Hint: Source definition
version: 2

sources:
  - name: ads
    schema: ads
    tables:
      - name: campaigns
        columns:
          - name: campaign_id
            data_tests: [not_null, unique]
      - name: impressions
        columns:
          - name: impression_id
            data_tests: [not_null, unique]
      - name: spend
        columns:
          - name: spend_id
            data_tests: [not_null, unique]

Step 3 - Create seeds/commission_lookup.csv

  • Step complete

MediaPulse takes a platform commission from ad revenue that varies by campaign type. Create this seed:

campaign_type,commission_rate
display,0.15
video,0.20
sponsored_content,0.25
podcast-ad,0.18
newsletter,0.12

Place it at seeds/commission_lookup.csv and load it:

dbt seed --select commission_lookup
Hint: Why a seed?

Commission rates change occasionally (e.g., when MediaPulse renegotiates with advertisers). Keeping them in a CSV means: (a) they're version-controlled, (b) anyone can change them with a PR, (c) you get a full history of rate changes in git.

If rates changed more frequently, you'd use a source table instead.


Step 4 - Build stg_ads__campaigns.sql

  • Step complete

Create models/staging/ads/stg_ads__campaigns.sql. Apply the staging conventions you've seen elsewhere in the project: clean up the raw columns so the model is comfortable to consume downstream.

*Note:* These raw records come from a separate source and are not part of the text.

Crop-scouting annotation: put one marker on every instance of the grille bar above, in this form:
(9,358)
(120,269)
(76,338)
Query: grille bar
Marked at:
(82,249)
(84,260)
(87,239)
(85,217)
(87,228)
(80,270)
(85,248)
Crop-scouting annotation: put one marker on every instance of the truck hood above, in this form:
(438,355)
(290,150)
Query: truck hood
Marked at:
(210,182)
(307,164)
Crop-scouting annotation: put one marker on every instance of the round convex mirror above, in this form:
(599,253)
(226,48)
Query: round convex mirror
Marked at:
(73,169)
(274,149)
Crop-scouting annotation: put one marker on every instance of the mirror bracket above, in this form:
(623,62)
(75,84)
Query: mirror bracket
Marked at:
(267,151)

A couple of fields will need some transformation before they're usable - take a look at the raw data and decide what needs adjusting (think about units, casing, and any obviously-not-ready-for-analysis values).

Hint: Things to look at
  • Monetary values in the raw data aren't in the unit you'd want to report on - a simple inline cast/division will do for now.
  • String columns coming from upstream systems are rarely consistent in case/whitespace - normalise the obvious offenders.
  • Date-like columns may arrive as strings; cast where appropriate.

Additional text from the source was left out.